As the YRBS does not assess the students’ use or knowledge of LGBTQ-supportive school policies and practices, we cannot establish whether students were aware of and utilized any of the examined school policies and practices. Subsequent studies should explore how these and other factors, such as family and parent engagement, may affect the observed associations of LGBTQ-supportive school policies and practices with psychosocial health outcomes.
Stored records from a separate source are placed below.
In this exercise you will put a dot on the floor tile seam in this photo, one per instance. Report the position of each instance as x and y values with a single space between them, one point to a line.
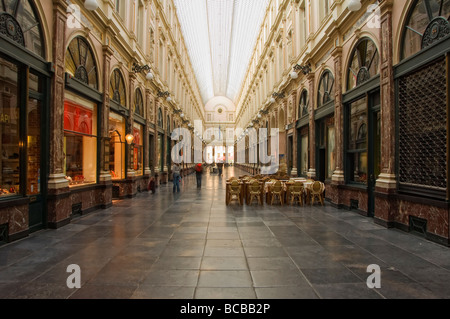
391 243
247 263
298 268
389 265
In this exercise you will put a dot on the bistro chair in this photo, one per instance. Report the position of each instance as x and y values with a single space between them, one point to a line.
317 192
255 192
235 190
276 192
297 191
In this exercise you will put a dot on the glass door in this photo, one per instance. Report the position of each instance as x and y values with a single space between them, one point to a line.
374 168
34 163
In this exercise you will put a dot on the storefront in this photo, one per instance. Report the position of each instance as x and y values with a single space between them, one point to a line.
24 121
324 128
303 134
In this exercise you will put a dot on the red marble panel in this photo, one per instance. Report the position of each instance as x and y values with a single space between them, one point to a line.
16 217
437 218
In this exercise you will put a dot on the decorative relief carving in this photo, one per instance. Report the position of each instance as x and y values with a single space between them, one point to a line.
10 28
437 29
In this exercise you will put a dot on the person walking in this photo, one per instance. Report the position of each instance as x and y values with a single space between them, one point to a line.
176 170
199 173
220 167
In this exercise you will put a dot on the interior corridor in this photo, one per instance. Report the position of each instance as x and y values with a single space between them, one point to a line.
192 246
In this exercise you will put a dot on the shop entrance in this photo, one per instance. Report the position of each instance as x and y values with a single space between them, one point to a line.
23 134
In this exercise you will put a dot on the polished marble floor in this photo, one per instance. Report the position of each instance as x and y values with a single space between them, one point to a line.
192 246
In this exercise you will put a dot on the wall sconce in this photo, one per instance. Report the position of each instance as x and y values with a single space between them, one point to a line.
277 95
306 69
91 5
166 95
138 68
129 138
354 5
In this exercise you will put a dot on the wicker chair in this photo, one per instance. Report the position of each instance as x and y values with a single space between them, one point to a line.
277 192
317 192
297 191
255 192
235 192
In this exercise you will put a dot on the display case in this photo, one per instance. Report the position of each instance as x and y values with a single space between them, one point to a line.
10 166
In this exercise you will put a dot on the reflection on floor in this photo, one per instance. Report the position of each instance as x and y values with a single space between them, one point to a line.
192 246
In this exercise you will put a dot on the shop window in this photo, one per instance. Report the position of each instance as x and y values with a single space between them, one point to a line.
422 118
20 23
117 90
304 155
364 64
159 152
138 153
80 141
160 118
303 108
80 62
117 146
427 23
10 129
357 142
34 147
139 103
326 87
331 147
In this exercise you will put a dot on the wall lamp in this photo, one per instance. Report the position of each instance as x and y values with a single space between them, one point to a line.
277 95
91 5
129 137
166 95
306 69
354 5
139 68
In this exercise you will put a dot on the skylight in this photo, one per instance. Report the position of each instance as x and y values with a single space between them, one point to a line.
220 36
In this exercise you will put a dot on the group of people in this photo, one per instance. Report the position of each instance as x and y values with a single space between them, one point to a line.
176 170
Finally, we used a sexual identity question to categorize students as LGB or heterosexual because school policies and practices are primarily intended for students who identify as part of the LGBTQ community, rather than those who engage in nonheterosexual sexual behaviors but do not identify on the LGBTQ spectrum. Sexual identity, however, does not necessarily align with sexual behavior or actual sexual orientation.34 Thus, we may have unintentionally excluded students who have engaged in nonheterosexual sexual activities or experienced nonheterosexual attraction but chose to identify as heterosexual.
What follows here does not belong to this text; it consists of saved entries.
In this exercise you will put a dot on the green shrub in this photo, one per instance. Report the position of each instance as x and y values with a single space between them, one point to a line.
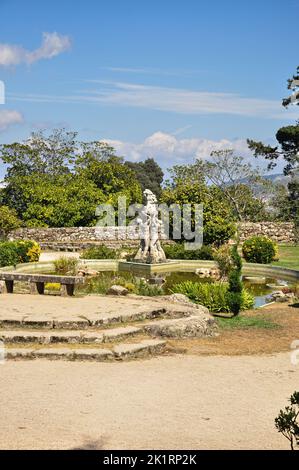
8 254
259 249
215 296
235 284
100 252
24 251
223 258
177 251
66 265
150 290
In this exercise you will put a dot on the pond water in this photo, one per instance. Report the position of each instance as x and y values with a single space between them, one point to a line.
260 290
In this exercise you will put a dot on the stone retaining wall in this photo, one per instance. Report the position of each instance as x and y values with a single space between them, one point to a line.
282 232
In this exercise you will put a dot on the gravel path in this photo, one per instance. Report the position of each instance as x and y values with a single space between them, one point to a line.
173 402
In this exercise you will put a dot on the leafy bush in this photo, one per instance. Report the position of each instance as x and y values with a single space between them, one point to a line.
28 251
8 254
287 422
223 258
235 284
100 252
259 249
177 251
55 286
150 290
215 296
66 265
8 220
24 251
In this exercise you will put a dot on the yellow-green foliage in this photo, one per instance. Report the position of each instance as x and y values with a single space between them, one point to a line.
52 286
34 252
259 249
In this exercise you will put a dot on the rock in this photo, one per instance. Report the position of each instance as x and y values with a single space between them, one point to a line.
202 272
117 290
180 298
194 326
183 299
280 296
214 273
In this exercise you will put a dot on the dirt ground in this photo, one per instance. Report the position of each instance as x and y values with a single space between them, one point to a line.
251 340
170 402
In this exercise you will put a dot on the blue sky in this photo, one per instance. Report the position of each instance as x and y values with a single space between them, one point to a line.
168 79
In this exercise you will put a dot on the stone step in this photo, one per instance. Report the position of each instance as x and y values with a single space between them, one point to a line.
78 322
123 351
71 337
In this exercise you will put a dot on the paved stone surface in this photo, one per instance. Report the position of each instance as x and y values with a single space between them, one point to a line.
71 337
132 349
86 311
187 327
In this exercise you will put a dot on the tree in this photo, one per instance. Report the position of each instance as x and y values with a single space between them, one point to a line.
241 185
55 180
287 422
287 149
8 221
188 187
64 201
51 154
113 178
149 175
235 284
293 84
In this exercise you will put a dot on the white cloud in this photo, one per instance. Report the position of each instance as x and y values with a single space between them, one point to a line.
8 118
52 45
169 150
189 101
173 100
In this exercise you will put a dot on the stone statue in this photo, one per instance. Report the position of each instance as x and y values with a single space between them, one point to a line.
150 226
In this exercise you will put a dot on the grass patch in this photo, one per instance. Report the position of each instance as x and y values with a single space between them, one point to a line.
288 257
244 323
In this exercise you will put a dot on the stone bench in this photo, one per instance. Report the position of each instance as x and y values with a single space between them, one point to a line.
38 281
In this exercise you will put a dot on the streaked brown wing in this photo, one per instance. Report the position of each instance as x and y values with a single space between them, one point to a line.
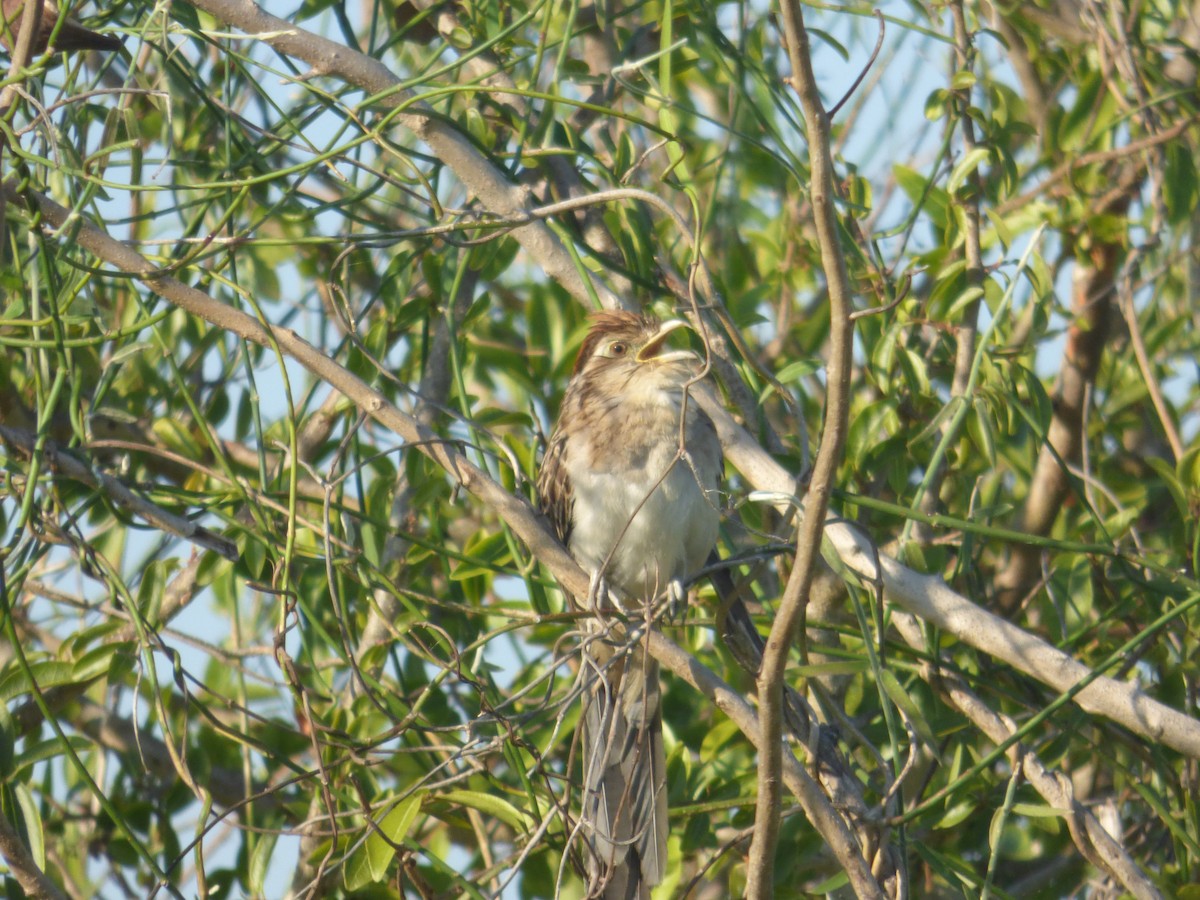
555 495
We also could not examine other sexual and gender minority groups, such as transgender and questioning students, as the surveys used in this study did not include such questions. Furthermore, using a grouped LGB variable is likely to mask a differential association with the strategies for various sexual identity subgroups. For instance, bisexual women report higher rates of dating violence victimization than men or heterosexual and lesbian women.35 Therefore, subsequent studies need to include larger and more inclusive samples to disaggregate the observed associations.

Conclusion

The study highlights how LGBTQ-supportive school policies and practices are associated with better psychosocial health outcomes among both LGB and heterosexual students. Of note, our findings generally align with research conducted outside the United States, indicating the potential benefits of such policies and practices for the students’ psychosocial health.9,18-20 Thus, the study suggests that international research on the importance of protective policies and practices for sexual minority students may be generalizable to the U.S. context. Still, further research is needed to better understand the relationship of school-level policies and practices with health outcomes of students in the United States.

Acknowledgments

The authors thank Nicolas Suarez, Elyse Phillips, and Zachary Timpe for their contributions to the collection and management of the original datasets used in this study, and Li Yan Wang, Nicole Liddon, and Patricia Dittus for their feedback and revisions.

Funding Information

No funding was received for this article.

Disclaimer

The findings and conclusions in this article are those of the author(s) and do not necessarily represent the Centers for Disease Control and Prevention.

Footnotes

Author Disclosure Statement

No competing financial interests exist.